Dissertation: Abstract

The repeated measures model is very important in contemporary research, but it is almost impossible to avoid missing or censored data from such study. For more efficient use of all available information, we have developed a systematic approach for analyzing such data with incomplete values. As we can format the repeated measures model as a special case, our focus is on the general mixed models with exponential family distributions, and multivariate normal distribution in particular. In addition, the covariance and other data structures are handled by the use of related Jacobian matrices so that we can estimate any parameters of interest in a consistent fashion.

The approach is fully parametric on marginal likelihood. Expectations are taken over incomplete measures conditional on observed information. It is conceptually straightforward but computationally challenging. The likelihood function could be extremely complex due to the involvement of very high dimension integrals.
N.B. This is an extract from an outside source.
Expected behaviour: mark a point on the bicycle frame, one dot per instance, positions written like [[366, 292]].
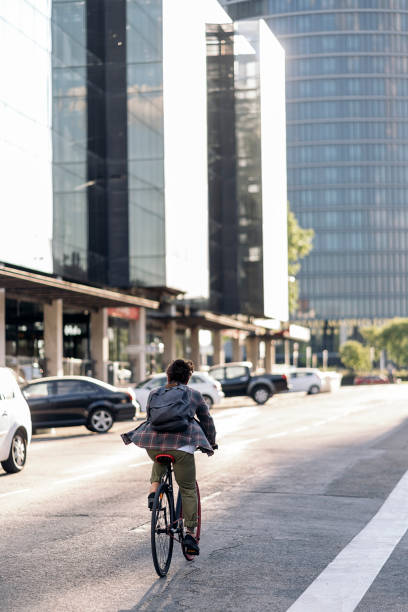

In the past, calculation of such integrals was prohibitive for exploiting this type of approach. As computing power been improving rapidly, such calculations now become possible with the proper techniques. In this research, the EM algorithm is employed and implemented by Monte Carlo Markov chains via an augmented Gibbs sampler. The use of latent variables greatly simplifies the sampler. This tactic is ideal for sampling incomplete data in MCEM algorithms. In spirit of this sampler, our methodology can be extended to a much broader class of models to handle incomplete data.

Simulations and real data analyses demonstrate the application and performance of this approach. It works well even when the proportion of incomplete data is very high. The real data results also show improvement over those of conventional method.